Editor [possibly Miles Greenleaf]. August 1, 1915. Omaha Sunday World-Herald 50(44): 4-N. A bird editorial.

Trickery in Birdland.

One of the most delightful features of the charming pastime of bird study is the seemingly inexhaustible number of strange whimsies and freak "stunts" that nature springs on the bewildered but willing huntsman.

There are few boys and girls in Omaha or vicinity who are unacquainted with the Orchard Oriole, for instance - at least if these boys and girls take advantage of the grandest days of their lifetime to prowl the woods and parks.

This delightful fellow is arrayed in a coat of brick red and black, or that is at least the common supposition - while his wife wears a dullish yellow garment.

But if you boys and girls - and grownups, too for that matter - will take a little saunter in the fields and ravines today, you will likely run across Mrs. Orchard Oriole in company with a husky looking bird of brighter yellow with a jet black chest-protector under his chin!

A scandal in Birdland aristocracy perhaps! It certainly would seem that this faithless female has forsaken her gaudier husband and has eloped with some wrecker of homes - this fellow in the disguise.

But in thinking this, an injustice is done the pretty little Oriole, who is as honest and honorable as could possibly be.

By a trickery of Dame nature the male Orchard Oriole in his first year of wedded bliss is in yellow plumage, with the aforesaid black patch upon his throat.
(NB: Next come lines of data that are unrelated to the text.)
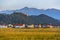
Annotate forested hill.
[0,12,60,25]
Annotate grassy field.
[0,28,60,40]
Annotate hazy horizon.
[0,0,60,10]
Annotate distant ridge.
[0,7,60,20]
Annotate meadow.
[0,28,60,40]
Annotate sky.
[0,0,60,10]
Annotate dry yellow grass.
[0,28,60,40]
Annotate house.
[34,24,39,28]
[8,24,13,28]
[25,24,34,28]
[41,24,50,28]
[47,24,54,28]
[14,24,25,28]
[0,24,7,28]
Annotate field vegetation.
[0,28,60,40]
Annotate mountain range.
[0,12,60,25]
[0,7,60,20]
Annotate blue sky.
[0,0,60,10]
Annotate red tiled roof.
[14,24,23,26]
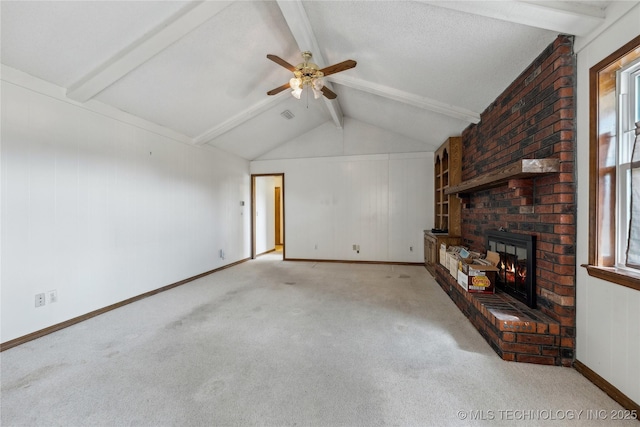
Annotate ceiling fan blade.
[267,54,296,72]
[322,86,338,99]
[267,83,291,95]
[320,59,357,76]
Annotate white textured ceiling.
[0,0,610,159]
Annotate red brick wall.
[462,36,576,362]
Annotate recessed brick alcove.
[435,36,576,366]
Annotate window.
[587,36,640,290]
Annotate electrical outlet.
[36,293,46,307]
[47,289,58,304]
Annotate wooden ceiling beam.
[328,74,480,123]
[417,0,605,36]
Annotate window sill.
[582,264,640,291]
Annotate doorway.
[251,173,286,259]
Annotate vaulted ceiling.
[0,0,611,160]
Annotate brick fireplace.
[436,36,576,366]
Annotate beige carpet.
[0,253,624,426]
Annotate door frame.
[251,172,287,260]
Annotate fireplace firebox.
[486,230,536,308]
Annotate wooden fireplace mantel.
[445,159,560,196]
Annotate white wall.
[576,5,640,403]
[0,81,250,342]
[251,150,433,262]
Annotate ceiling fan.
[267,51,357,99]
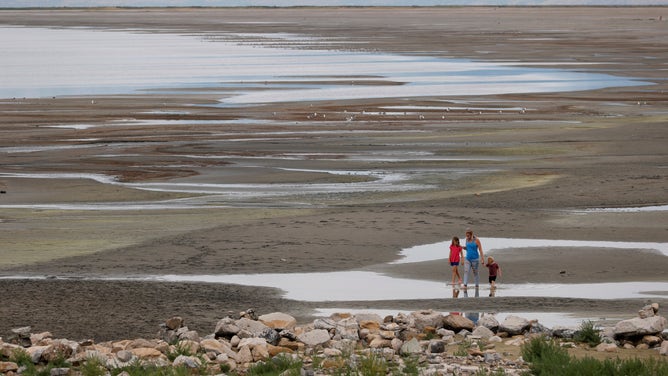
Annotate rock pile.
[0,305,668,376]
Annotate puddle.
[0,27,649,101]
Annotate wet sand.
[0,7,668,340]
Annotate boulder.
[443,314,475,332]
[199,338,225,355]
[552,326,576,339]
[596,343,617,352]
[165,316,183,330]
[172,355,202,368]
[313,319,336,330]
[214,317,240,338]
[614,316,666,339]
[400,338,422,355]
[0,362,19,374]
[499,315,531,335]
[234,346,253,364]
[258,312,297,331]
[429,340,445,354]
[478,314,499,332]
[638,304,655,319]
[640,335,663,347]
[251,343,269,362]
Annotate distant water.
[0,27,646,105]
[0,0,668,8]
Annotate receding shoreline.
[0,7,668,346]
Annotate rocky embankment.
[0,304,668,376]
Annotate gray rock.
[335,317,360,341]
[12,326,32,338]
[116,350,134,363]
[552,326,576,339]
[165,316,183,330]
[471,326,494,340]
[400,338,422,355]
[215,317,241,338]
[659,341,668,355]
[297,329,330,347]
[478,314,499,332]
[236,317,280,345]
[443,315,475,332]
[429,340,445,354]
[49,368,70,376]
[355,312,384,325]
[172,355,202,368]
[313,319,336,330]
[258,312,297,331]
[410,309,443,331]
[614,316,666,338]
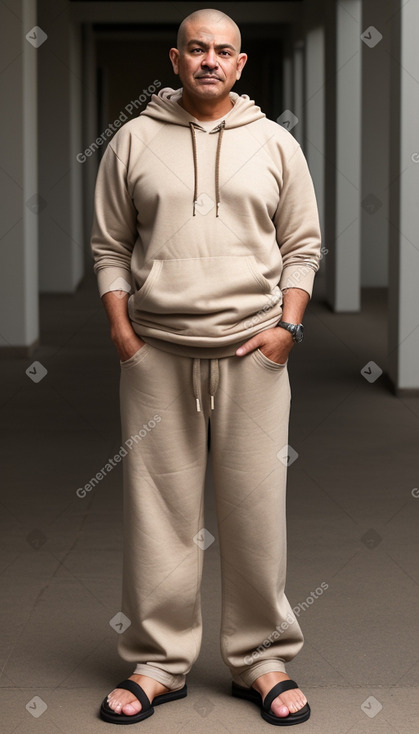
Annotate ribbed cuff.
[279,263,316,298]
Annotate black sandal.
[232,680,311,726]
[99,678,187,724]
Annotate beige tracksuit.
[91,89,320,688]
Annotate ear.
[169,48,179,74]
[236,54,247,79]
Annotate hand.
[236,326,294,364]
[113,330,145,362]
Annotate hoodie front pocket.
[129,255,272,336]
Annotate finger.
[236,337,261,357]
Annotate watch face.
[294,324,304,342]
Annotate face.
[169,21,247,101]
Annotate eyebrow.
[186,39,237,51]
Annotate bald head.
[177,8,241,53]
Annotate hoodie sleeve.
[90,144,138,297]
[274,145,321,297]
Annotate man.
[92,9,320,725]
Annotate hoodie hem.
[139,334,247,359]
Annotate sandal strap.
[115,678,151,711]
[263,680,298,712]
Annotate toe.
[271,698,290,718]
[122,701,141,716]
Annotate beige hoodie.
[91,88,320,357]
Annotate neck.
[179,90,234,122]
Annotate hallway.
[0,272,419,734]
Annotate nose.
[202,48,218,69]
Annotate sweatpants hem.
[232,660,287,688]
[132,663,186,691]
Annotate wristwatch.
[277,321,304,344]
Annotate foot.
[252,671,307,718]
[107,675,169,716]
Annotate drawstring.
[189,120,225,217]
[208,359,220,410]
[192,358,220,413]
[192,359,201,413]
[215,120,225,217]
[189,122,198,216]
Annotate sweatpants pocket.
[251,348,288,372]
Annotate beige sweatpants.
[118,344,303,689]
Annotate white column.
[389,2,419,392]
[0,0,39,354]
[291,41,304,145]
[79,23,99,250]
[334,0,362,311]
[282,53,294,111]
[38,0,84,293]
[304,21,325,240]
[361,0,394,287]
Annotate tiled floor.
[0,275,419,734]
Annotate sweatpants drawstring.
[208,359,220,410]
[192,357,220,413]
[192,358,201,413]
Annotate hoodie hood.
[140,87,266,217]
[140,87,266,130]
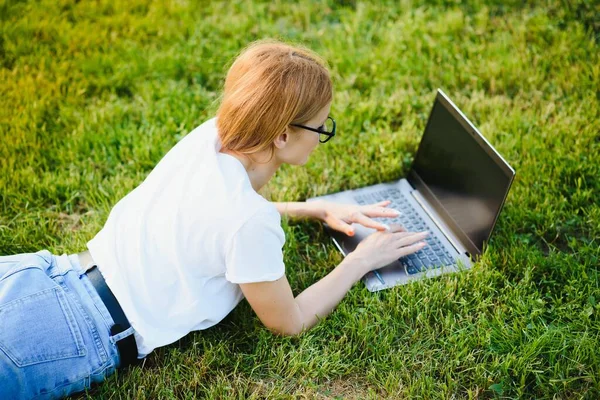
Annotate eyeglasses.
[290,117,335,143]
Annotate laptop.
[307,89,515,292]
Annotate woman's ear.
[273,127,290,149]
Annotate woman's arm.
[274,200,400,236]
[240,226,426,335]
[273,201,325,219]
[240,253,364,336]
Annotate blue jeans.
[0,250,133,399]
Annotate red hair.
[217,41,333,154]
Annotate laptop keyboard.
[354,189,454,275]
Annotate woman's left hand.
[321,200,400,236]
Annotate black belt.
[85,265,138,367]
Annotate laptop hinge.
[410,190,468,254]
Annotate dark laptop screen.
[413,98,512,252]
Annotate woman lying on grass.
[0,42,425,399]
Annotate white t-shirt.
[87,119,285,356]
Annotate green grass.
[0,0,600,399]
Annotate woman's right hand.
[349,225,429,274]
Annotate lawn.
[0,0,600,399]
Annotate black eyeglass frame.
[290,117,336,143]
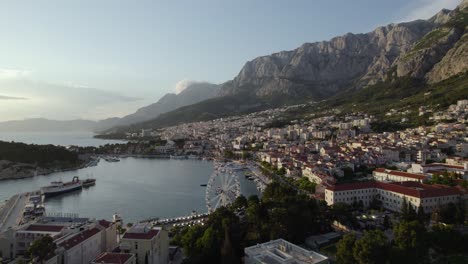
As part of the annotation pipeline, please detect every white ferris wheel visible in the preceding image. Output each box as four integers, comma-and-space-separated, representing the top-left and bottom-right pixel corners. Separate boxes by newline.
205, 167, 241, 213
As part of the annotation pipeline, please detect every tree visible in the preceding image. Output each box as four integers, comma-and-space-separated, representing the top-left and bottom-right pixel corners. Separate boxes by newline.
336, 233, 356, 264
232, 195, 247, 209
297, 177, 317, 193
353, 229, 388, 264
428, 225, 468, 255
393, 221, 426, 251
383, 215, 392, 229
28, 235, 57, 263
418, 205, 427, 224
400, 198, 408, 220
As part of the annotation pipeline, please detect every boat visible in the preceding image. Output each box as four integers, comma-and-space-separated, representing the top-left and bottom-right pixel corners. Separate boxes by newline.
81, 179, 96, 187
104, 157, 120, 162
41, 176, 83, 198
170, 155, 187, 159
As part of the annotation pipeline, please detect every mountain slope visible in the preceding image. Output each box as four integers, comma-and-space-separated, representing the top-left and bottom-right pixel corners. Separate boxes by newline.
106, 0, 468, 134
99, 82, 219, 129
221, 20, 437, 99
0, 118, 97, 132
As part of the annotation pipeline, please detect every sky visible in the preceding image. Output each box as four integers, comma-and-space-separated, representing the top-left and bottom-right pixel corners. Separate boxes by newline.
0, 0, 460, 121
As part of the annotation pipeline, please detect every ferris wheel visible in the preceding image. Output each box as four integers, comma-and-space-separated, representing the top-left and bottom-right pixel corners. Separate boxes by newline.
205, 167, 241, 213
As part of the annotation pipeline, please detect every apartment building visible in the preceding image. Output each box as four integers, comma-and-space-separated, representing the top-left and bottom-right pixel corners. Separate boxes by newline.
325, 181, 463, 213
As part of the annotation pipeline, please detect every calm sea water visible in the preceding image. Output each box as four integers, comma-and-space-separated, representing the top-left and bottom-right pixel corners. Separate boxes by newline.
0, 158, 258, 222
0, 132, 125, 146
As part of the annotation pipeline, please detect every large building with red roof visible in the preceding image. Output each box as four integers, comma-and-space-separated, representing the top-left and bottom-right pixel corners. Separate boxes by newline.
372, 168, 427, 183
120, 224, 169, 264
325, 181, 463, 213
91, 252, 136, 264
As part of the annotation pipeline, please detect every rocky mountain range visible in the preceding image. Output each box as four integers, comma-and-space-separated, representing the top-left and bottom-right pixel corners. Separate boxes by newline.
0, 0, 468, 131
221, 0, 468, 99
105, 0, 468, 131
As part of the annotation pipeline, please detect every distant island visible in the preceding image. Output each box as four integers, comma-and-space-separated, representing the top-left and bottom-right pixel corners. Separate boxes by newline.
0, 141, 89, 180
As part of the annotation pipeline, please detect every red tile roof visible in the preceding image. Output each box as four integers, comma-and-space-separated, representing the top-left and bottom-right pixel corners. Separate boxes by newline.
382, 170, 426, 180
123, 229, 159, 239
422, 163, 464, 170
58, 228, 101, 250
25, 225, 65, 233
93, 252, 133, 264
98, 219, 112, 228
327, 181, 462, 198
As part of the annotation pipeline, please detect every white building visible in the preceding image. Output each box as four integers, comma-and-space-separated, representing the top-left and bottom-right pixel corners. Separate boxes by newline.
244, 239, 330, 264
372, 168, 427, 182
91, 252, 136, 264
120, 224, 169, 264
56, 227, 104, 264
325, 181, 462, 213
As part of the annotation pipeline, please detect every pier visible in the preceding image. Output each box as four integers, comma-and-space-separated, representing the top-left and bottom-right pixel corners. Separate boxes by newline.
140, 213, 210, 228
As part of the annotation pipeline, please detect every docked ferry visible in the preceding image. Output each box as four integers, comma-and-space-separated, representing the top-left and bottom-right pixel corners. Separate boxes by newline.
41, 176, 83, 198
81, 179, 96, 187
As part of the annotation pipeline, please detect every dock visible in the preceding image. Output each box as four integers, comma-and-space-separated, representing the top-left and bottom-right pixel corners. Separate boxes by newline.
140, 213, 209, 228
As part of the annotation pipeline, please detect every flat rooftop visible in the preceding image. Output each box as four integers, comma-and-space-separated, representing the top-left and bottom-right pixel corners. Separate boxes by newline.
244, 239, 329, 264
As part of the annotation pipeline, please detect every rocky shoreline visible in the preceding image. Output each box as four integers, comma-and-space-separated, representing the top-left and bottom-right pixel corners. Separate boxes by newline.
0, 159, 95, 181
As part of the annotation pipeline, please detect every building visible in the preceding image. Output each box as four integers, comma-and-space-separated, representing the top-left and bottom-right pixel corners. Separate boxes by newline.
91, 252, 136, 264
120, 224, 169, 264
372, 168, 427, 182
244, 239, 330, 264
325, 181, 462, 213
98, 220, 118, 252
56, 227, 105, 264
408, 163, 468, 175
15, 224, 66, 255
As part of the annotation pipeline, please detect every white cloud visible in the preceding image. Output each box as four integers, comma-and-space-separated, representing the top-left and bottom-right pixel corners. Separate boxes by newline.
0, 68, 31, 79
401, 0, 461, 21
0, 78, 142, 121
0, 95, 27, 100
175, 80, 206, 94
175, 80, 196, 94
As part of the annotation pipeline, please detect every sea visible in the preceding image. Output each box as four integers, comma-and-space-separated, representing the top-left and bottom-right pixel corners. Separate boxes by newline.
0, 132, 126, 147
0, 133, 259, 223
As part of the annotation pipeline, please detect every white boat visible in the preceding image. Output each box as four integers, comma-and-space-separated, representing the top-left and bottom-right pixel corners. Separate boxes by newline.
170, 155, 187, 159
104, 157, 120, 162
41, 176, 83, 198
187, 155, 200, 159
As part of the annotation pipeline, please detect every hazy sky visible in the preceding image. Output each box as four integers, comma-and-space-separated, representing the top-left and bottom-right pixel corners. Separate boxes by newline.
0, 0, 460, 121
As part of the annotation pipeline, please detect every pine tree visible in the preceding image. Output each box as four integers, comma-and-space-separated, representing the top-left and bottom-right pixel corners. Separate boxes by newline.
418, 205, 426, 224
401, 198, 408, 220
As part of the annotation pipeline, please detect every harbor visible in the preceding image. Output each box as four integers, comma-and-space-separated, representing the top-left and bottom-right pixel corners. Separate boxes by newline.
0, 156, 259, 223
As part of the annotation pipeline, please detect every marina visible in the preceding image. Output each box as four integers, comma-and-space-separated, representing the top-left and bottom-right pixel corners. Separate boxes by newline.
0, 157, 259, 223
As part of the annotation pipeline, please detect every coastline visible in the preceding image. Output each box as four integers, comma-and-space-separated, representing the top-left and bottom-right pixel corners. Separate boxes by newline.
0, 157, 98, 182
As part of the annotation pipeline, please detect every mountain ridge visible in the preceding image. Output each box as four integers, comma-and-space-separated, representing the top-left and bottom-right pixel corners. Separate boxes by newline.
108, 0, 468, 134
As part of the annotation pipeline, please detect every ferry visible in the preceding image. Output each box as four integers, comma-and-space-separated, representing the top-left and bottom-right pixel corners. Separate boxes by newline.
170, 155, 187, 159
104, 157, 120, 162
81, 179, 96, 187
41, 176, 83, 198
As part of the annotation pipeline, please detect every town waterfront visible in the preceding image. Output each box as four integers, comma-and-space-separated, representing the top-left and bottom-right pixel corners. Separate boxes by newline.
0, 131, 125, 147
0, 158, 258, 222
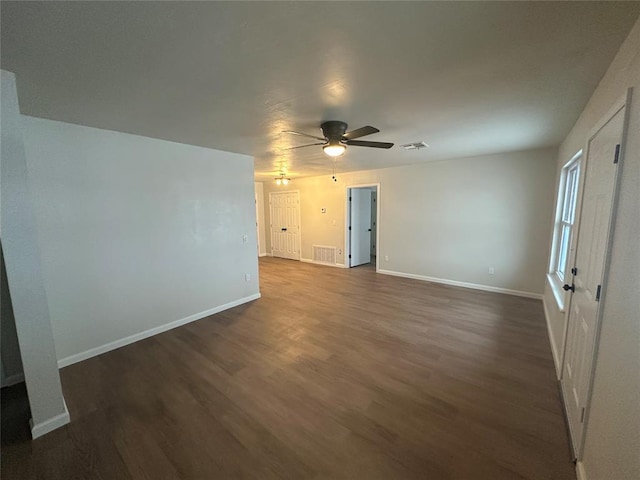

And when he has lived another year, has migrated to the southward and returned, he appears to your surprise in the conventional brick-red and black to clear his wife's name.

Little things such as this make the game of birding the sport of all harmless and instructive sports, and it is safe to say that may an astute naturalist or ornithologist has been baffled sometime in his career by the male Orchard Oriole.